Raddatz announced the next question which came from someone online about whether or not the candidates thought it was acceptable to be “two-faced” or have a “private stance” on an issue. The question was targeted at Clinton, who has said that politicians need both a public and a private persona.

Clinton defended her claim by saying it was in reference to her recent viewing of the Spielberg movie “Lincoln.”

Trump’s response to that defense was “She lied. Now she’s blaming the lie on the late great Abraham Lincoln.”

The next voter asked what provisions the candidates had in place to make sure the wealthiest Americans paid their fair share in taxes.

After Trump laid out his plan for taxing institutions, Clinton responded, “I’m sorry I have to keep saying this, but he lives in an alternative reality. It is sort of amusing to hear somebody who hasn’t paid federal income taxes in maybe 20 years talking about what he’s going to do.”

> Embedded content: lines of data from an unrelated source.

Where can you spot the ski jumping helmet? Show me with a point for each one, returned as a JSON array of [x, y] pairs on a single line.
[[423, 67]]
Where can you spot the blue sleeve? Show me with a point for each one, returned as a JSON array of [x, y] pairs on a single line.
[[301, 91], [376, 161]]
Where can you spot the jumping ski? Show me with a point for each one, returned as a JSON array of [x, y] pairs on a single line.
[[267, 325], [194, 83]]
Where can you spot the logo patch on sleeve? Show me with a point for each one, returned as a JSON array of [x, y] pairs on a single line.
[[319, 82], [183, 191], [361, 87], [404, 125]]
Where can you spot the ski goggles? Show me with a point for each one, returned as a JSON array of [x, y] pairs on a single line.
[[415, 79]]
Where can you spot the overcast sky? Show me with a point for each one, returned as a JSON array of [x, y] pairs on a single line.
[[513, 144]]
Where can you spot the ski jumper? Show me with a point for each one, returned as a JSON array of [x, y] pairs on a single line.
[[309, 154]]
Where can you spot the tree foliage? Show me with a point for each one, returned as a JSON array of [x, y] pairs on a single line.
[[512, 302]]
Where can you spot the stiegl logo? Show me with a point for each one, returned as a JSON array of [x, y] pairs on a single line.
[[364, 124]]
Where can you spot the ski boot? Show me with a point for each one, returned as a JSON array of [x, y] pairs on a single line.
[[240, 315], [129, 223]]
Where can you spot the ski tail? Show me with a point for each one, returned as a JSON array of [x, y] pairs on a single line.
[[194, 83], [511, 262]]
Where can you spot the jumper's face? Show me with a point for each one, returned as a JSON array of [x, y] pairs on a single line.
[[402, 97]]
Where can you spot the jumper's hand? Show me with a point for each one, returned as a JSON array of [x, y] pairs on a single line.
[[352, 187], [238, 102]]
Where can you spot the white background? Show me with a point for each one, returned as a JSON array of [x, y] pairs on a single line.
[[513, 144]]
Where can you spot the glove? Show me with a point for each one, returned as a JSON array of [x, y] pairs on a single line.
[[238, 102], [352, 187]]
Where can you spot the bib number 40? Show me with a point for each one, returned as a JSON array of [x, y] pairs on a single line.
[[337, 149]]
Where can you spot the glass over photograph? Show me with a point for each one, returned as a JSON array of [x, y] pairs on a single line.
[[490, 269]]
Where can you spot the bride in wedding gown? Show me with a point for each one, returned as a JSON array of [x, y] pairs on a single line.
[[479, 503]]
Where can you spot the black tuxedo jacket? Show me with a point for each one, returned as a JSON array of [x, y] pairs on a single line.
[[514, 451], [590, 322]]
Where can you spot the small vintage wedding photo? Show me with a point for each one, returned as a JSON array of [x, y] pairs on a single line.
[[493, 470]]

This led to a rapid exchange between Trump and Cooper in which Cooper repeatedly asked Trump if he had paid taxes since 1995 while Trump called out Clinton’s donors who used tax loopholes that had been in place since she was a Senator. After asking for the fifth time Trump changed the subject to Iraq, and the vacuum, supposedly caused by Clinton, that allowed ISIS to form.

Raddatz then directed attention to another online question about whether or not the US has already waited too long to intervene in Syria. Clinton responded and then the question was directed to Trump who started by saying, “First of all, she was there as the Secretary of State with the so called line in the sand.”

Clinton fired back saying, “No, I wasn’t. I was gone. I hate to interrupt you but at some point, we need to do some fact checking.”

Trump then said, “Excuse me. You were in total contact with the White House. And perhaps, sadly Obama probably still listened to you. I don’t think he would be listening to you very much anymore.” Trump then argued about the situation in Aleppo and how best to handle Mosul, a topic on which Raddatz weighed in.

After Clinton spoke a minute over her allotted time on the subject, and Trump complained about it, another audience member asked how the candidates would be devoted to all of the American people. Trump used the opportunity to point out that Clinton had called many of his supporters “deplorable” and “irredeemable.” Cooper asked Clinton to follow up on Trump’s comment about her words saying, “how can you unite a country if you’ve written off tens of millions of Americans?”

Clinton’s response to that question did not satisfy Trump who later said, “We have a divided nation because people like her — and believe me, she has tremendous hate in her heart. And when she said deplorables, she meant it. And when she said irredeemable — they’re irredeemable, you didn’t mention that. But when she said they’re irredeemable, to me, that might have been even worse.”

The next question asked, targeted at Trump, was about whether tweets at 3 to 5 a.m. showed leadership discipline. This devolved quickly and moderators had to repeatedly attempt to transition the topic to the next question asked, about Supreme Court nominees. Neither candidate offered the name of a person they would nominate for the position, instead opting to describe the qualities they would look for when choosing.

The next question was about energy policy and was met with the simple scripted responses the candidates had prepared. After Clinton’s response to what was supposed to be the final question Raddatz announced that they “sneaked in one question” from an audience member who asked, “Regardless of the current rhetoric would either of you name one positive thing that you respect in one another?”

Clinton complemented Trump on his children, and Trump complemented Clinton on her resilience, ending the rough and heated debate on a falsely amiable note.